I am getting familiar with pl\sql and I have a question about certain task.

I want to find the job with the lowest average salary, this is the solution from the script:

SELECT job_id, AVG(salary)
FROM employees
GROUP BY job_id
HAVING AVG(salary) = (SELECT MIN(AVG(salary))
                      FROM employees
                      GROUP BY job_id); 

and the answer is job_id -> PU_CLERK, AVG(salary) -> 2700

My first question is why this code won't work:

SELECT job_id, MIN(AVG(salary))
FROM employees
GROUP BY job_id

I get an "not a single-group group function" error.
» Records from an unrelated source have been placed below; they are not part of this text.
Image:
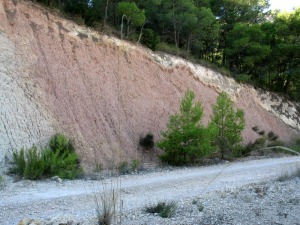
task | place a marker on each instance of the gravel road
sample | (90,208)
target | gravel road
(50,201)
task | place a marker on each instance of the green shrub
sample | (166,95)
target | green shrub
(186,139)
(147,141)
(59,159)
(165,210)
(34,169)
(18,163)
(123,167)
(60,143)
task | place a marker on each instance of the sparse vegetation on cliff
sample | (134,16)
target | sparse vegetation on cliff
(59,159)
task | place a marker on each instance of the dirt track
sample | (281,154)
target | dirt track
(49,199)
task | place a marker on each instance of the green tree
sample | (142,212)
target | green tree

By googeling the error, almost every solution is: To resolve the error, you can either remove the group function or column expression from the SELECT clause or you can add a GROUP BY clause that includes the column expressions.
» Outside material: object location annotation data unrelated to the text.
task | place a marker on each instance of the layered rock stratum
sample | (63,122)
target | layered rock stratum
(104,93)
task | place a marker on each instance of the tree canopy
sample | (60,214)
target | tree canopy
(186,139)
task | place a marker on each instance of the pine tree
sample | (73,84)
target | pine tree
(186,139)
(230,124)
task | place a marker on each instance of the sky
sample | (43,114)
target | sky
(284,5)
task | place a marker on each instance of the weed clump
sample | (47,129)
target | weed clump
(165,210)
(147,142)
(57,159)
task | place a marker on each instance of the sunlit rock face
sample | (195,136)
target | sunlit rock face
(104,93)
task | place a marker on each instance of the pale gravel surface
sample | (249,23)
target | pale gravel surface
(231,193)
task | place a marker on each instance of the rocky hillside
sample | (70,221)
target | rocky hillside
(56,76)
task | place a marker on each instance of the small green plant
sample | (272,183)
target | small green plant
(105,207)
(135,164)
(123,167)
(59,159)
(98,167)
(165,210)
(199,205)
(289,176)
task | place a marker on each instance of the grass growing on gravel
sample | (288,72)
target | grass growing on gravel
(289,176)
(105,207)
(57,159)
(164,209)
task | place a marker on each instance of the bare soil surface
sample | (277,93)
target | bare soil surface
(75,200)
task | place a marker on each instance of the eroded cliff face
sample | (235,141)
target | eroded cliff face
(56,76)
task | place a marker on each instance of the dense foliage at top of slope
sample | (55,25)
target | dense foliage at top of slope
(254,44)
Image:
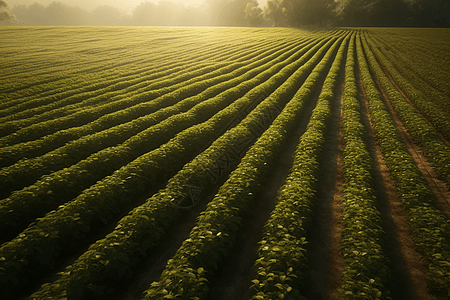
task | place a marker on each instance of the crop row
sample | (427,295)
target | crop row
(133,117)
(40,70)
(424,135)
(54,189)
(429,226)
(366,267)
(112,82)
(212,238)
(64,228)
(432,104)
(72,95)
(146,92)
(27,171)
(159,209)
(282,261)
(421,55)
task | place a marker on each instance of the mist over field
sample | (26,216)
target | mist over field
(290,13)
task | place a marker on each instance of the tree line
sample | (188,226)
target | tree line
(292,13)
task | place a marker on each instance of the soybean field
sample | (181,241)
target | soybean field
(224,163)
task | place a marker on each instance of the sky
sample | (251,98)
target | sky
(125,5)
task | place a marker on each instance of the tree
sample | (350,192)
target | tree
(308,12)
(253,13)
(276,12)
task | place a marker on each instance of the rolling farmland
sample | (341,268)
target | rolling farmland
(224,163)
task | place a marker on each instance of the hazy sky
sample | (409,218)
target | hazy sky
(126,5)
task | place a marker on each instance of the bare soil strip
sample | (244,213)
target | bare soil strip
(412,104)
(437,186)
(336,259)
(321,244)
(408,271)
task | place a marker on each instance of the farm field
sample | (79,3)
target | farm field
(224,163)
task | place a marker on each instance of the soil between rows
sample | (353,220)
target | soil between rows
(408,272)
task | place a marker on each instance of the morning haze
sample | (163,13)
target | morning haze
(291,13)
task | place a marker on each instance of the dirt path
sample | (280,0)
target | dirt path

Then why isn't this working? I have column expression in group by clause. Someone already posted about this but everyone just gave different solution. I would really appreciate if someone can actually explain.

With this query:

SELECT job_id, AVG(salary)
FROM employees
GROUP BY job_id
ORDER BY(salary)

I get a list of average salaries and PU_CLERK is the lowest with 2700, just like in the solution. But, if a limit a number of rows displayed with ROWNUM, i get different solution. So, this query:

SELECT job_id, AVG(salary)
FROM employees
WHERE ROWNUM = 1
GROUP BY job_id
ORDER BY(salary)

gives solution of SH_CLERK and 2600. Why is that? I tried working with FETCH but that just didn't work.

Also, this query:

SELECT MIN(AVG(salary))
FROM employees
GROUP BY job_id

gives solution of 2700, but it is missing a job_id so I can know which job position that actually is.

Thanks in advance to everyone for the answers and comments!

CodePudding user response：

It is not working as you are effectively doing:

SELECT job_id,
       MIN(avg_sal)
FROM   (
  SELECT job_id,
         AVG(salary) AS avg_sal
  FROM   employees
  GROUP BY job_id
)

And, while there is a GROUP BY clause on the inner sub-query there is not one on the outer query and the job_id column is not aggregated.

---

If you want to aggregate the outer query then:

SELECT MIN(job_id) KEEP (DENSE_RANK FIRST ORDER BY avg_sal),
       MIN(avg_sal)
FROM   (
  SELECT job_id,
         AVG(salary) AS avg_sal
  FROM   employees
  GROUP BY job_id
)

or, without the sub-query:

SELECT MIN(MIN(job_id)) KEEP (DENSE_RANK FIRST ORDER BY AVG(salary)) AS job_id,
       MIN(AVG(salary))
FROM   employees
GROUP BY job_id

In which, everything is aggregated twice.

---

Or, from Oracle 12, you can use FETCH FIRST ROW ONLY and order by the AVG(salary):

SELECT job_id, AVG(salary)
FROM employees
GROUP BY job_id
ORDER BY AVG(salary)
FETCH FIRST ROW ONLY;

or you can use ROWNUM with a nested sub-query:

SELECT *
FROM   (
  SELECT job_id, AVG(salary)
  FROM employees
  GROUP BY job_id
  ORDER BY AVG(salary)
)
WHERE ROWNUM = 1;

db<>fiddle here

CodePudding user response：

This is described in the documentation:

You can nest aggregate functions. For example, the following example calculates the average of the maximum salaries of all the departments in the sample schema hr:

SELECT AVG(MAX(salary))
 FROM employees
 GROUP BY department_id;

AVG(MAX(SALARY))
----------------
     10926.3333

This calculation evaluates the inner aggregate (MAX(salary)) for each group defined by the GROUP BY clause (department_id), and aggregates the results again.

Because there's no way to syntactically divide GROUP BY columns to inner aggregation and outer aggregation, an outer aggregation is performed with no GROUP BY columns. You cannot place any non-aggregated columns in the SELECT list in case of nested aggregation, because these columns are not available in the context of the outermost aggregation.

The question about ROWNUM should be a different question, but an answer is the order of evaluation: WHERE is evaluated before GROUP BY.